「羽生選手の捻挫した右足首は入念にテーピングで固められていました。彼は公開練習前に『右足首は自分の中では問題ない』と話しています。その言葉は“みんなが心配する捻挫でも自分はきっと演じきれる”と言い聞かせているようでしたね」(現地ジャーナリスト)
世界選手権連覇ならず惜しくも2位に終わった羽生結弦(20)。昨年12月末、スケート連盟は羽生が尿膜菅遺残症の手術を受けたと発表。約2週間の入院治療と約1カ月の安静が必要とされた。1月中旬に羽生は退院し、仙台市の自宅に戻り療養を続けていたようだ。
「本来なら退院から1カ月は安静期間。でも本人の『少しずつ体を動かしていきたい』という希望から、療養中にもかかわらずトレーニングを開始しました。その焦りもあってか、練習再開直後の1月末に右足首を捻挫してしまったのです」(仙台のスケート関係者)
連盟が羽生の右足首捻挫を発表したのは、2月中旬。
「捻挫を見てもらうため病院に向かった羽生選手は、お母さんに、『今シーズンは不幸な出来事が多いね』と悲しそうに漏らしていたそうです。彼の右足首の捻挫は重傷でした。ケガ直後の数日は車いすを使用し、歩行もままならない状態だったんです」(スケート関係者)
本格的な練習を始めたのは3月の初め。世界選手権まで残り3週間。
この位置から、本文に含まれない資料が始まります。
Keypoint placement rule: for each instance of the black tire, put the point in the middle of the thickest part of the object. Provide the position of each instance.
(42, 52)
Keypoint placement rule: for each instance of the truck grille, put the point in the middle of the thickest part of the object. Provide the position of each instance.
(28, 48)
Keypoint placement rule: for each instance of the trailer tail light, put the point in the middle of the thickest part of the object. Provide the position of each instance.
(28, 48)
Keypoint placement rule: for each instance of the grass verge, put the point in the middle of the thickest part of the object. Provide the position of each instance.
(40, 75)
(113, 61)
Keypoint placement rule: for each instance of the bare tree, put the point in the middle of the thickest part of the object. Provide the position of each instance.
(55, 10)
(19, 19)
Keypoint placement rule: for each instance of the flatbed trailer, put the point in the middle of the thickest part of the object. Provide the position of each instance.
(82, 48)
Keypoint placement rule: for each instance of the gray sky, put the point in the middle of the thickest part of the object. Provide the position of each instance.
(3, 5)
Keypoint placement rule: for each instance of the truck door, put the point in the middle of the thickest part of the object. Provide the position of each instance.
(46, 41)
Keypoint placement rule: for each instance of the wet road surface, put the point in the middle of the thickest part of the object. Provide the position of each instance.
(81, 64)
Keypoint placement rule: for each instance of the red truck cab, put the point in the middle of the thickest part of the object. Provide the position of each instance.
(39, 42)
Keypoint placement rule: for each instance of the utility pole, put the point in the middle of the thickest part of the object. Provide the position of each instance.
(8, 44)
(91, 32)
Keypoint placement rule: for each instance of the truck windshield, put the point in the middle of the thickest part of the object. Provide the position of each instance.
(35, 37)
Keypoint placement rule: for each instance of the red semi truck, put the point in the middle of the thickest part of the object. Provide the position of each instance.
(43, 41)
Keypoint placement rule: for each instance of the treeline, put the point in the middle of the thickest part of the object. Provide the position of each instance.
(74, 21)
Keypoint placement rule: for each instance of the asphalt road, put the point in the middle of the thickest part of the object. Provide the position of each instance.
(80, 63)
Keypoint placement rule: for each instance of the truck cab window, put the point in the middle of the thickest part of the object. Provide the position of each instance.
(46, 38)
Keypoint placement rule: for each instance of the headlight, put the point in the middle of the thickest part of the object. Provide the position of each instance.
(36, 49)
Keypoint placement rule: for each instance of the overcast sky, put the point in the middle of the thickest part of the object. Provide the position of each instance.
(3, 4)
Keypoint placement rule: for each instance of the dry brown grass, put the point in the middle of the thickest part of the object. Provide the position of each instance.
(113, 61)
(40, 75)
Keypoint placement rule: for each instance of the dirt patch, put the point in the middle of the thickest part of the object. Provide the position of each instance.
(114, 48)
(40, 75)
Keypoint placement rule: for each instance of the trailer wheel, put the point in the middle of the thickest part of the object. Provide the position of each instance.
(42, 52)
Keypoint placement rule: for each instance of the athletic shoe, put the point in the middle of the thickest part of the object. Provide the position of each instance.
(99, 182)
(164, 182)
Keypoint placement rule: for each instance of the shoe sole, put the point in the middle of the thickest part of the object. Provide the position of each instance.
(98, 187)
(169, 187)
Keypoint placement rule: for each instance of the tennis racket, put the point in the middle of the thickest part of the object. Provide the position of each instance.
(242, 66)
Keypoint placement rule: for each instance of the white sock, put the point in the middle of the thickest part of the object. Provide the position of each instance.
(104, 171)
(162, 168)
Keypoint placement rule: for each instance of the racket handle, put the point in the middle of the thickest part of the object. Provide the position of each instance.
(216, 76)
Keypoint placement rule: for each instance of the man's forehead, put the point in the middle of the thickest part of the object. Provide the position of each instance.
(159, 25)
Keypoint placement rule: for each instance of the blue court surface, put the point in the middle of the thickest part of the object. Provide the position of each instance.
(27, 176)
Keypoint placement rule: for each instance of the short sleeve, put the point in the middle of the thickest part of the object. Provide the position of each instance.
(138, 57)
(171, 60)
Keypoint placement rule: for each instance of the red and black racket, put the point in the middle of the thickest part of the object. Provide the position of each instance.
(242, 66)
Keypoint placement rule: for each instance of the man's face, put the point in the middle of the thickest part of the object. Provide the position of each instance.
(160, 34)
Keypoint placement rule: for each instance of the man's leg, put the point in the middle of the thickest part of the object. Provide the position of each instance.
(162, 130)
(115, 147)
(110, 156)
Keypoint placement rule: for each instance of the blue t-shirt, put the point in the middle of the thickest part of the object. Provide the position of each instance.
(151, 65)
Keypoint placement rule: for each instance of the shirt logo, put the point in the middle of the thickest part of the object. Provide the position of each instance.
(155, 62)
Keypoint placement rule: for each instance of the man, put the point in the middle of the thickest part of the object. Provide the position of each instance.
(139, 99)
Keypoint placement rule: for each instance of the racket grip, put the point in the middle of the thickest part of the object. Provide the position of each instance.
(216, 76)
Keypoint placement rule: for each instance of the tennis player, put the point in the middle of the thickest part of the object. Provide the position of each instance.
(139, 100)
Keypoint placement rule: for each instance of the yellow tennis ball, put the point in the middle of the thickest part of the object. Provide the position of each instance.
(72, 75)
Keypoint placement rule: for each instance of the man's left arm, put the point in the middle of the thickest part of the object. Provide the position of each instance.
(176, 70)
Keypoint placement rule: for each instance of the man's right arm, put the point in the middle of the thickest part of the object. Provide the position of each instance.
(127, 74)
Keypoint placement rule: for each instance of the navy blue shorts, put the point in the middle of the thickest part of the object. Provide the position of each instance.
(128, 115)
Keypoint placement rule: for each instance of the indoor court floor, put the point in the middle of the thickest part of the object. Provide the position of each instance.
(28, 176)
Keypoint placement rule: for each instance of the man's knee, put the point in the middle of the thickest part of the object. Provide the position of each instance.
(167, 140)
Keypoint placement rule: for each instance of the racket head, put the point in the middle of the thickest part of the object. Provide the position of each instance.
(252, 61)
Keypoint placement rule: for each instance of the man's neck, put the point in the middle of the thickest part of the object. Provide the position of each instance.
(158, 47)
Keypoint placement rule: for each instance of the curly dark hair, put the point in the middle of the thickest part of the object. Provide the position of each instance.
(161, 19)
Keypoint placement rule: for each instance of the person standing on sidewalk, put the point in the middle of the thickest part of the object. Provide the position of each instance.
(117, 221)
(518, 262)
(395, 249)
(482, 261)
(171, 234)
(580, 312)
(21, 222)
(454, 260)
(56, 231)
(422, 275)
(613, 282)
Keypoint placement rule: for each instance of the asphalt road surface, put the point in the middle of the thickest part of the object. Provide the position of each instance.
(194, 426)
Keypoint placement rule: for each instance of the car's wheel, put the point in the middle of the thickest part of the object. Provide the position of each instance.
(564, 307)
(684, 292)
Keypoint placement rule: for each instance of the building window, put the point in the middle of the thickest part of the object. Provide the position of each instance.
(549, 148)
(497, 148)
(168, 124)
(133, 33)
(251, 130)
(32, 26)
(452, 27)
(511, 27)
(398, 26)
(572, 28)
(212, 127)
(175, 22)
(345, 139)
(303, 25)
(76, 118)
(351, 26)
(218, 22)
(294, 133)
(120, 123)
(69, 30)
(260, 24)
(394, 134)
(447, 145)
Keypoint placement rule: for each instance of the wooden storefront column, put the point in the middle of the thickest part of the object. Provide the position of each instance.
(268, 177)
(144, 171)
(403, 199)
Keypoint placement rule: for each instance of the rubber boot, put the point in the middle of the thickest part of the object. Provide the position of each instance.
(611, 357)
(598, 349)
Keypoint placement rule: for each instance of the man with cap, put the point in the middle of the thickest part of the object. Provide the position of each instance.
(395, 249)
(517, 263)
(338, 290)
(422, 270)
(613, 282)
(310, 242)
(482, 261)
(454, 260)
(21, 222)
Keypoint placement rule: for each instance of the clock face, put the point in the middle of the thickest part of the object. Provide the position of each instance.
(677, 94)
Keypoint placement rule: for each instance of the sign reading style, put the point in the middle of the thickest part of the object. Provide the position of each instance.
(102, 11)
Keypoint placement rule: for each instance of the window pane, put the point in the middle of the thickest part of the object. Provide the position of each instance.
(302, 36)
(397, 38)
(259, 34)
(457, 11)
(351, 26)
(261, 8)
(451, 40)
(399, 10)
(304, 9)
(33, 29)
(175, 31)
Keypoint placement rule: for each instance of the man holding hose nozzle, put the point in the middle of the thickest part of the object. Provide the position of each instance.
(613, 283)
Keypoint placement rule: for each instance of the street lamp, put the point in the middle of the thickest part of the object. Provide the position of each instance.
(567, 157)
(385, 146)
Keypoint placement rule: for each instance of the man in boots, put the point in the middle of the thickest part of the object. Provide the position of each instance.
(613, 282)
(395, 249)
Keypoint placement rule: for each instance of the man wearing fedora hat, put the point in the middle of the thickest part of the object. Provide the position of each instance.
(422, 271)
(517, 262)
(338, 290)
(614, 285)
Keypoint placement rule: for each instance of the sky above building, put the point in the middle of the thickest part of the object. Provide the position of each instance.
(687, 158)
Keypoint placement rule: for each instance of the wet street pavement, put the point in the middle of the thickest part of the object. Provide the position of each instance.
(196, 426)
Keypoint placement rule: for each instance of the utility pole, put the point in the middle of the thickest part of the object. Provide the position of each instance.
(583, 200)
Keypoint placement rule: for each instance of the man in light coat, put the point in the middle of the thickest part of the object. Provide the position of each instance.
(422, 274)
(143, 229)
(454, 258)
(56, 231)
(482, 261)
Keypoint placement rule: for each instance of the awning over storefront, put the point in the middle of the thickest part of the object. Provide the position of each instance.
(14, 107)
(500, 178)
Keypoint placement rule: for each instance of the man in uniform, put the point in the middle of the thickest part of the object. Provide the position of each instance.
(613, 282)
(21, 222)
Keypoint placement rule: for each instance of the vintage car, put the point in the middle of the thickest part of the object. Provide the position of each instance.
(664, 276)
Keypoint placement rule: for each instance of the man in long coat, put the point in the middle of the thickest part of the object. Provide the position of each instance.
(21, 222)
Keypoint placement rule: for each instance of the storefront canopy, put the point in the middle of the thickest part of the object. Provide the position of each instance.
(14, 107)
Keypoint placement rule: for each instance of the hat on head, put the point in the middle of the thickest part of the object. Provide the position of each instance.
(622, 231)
通常であれば欠場を決断するのが普通だが、羽生は出場に向けて再起へのトレーニングを続けたという。
「歩けない状態からは回復した羽生選手ですが、体調は万全ではなくリンクに立つだけでもやっとでした。それでもファンの前で演技を披露したいという一心からリハビリを続行。オーサーコーチはカナダにいて不在。大会直前、コーチなしでのトレーニングは異例中の異例です。連盟からのサポートもなく、たったひとり。羽生選手は孤独とケガの苦悩と闘い続けていたのです。“演技を披露する、その覚悟が出来た”という言葉には、迷いを吹っ切るため自分自身に言い聞かせる思いもあったように見て取れます」(スケート関係者)
年末の手術から捻挫……。襲ったアクシデントに、羽生は弱音を吐かず、トレーニングを続けてきた。そして、たどり着いた出場は絶望的と言われていた世界選手権のリンク。
これは、羽生の“不屈の魂”が生んだ奇跡だった。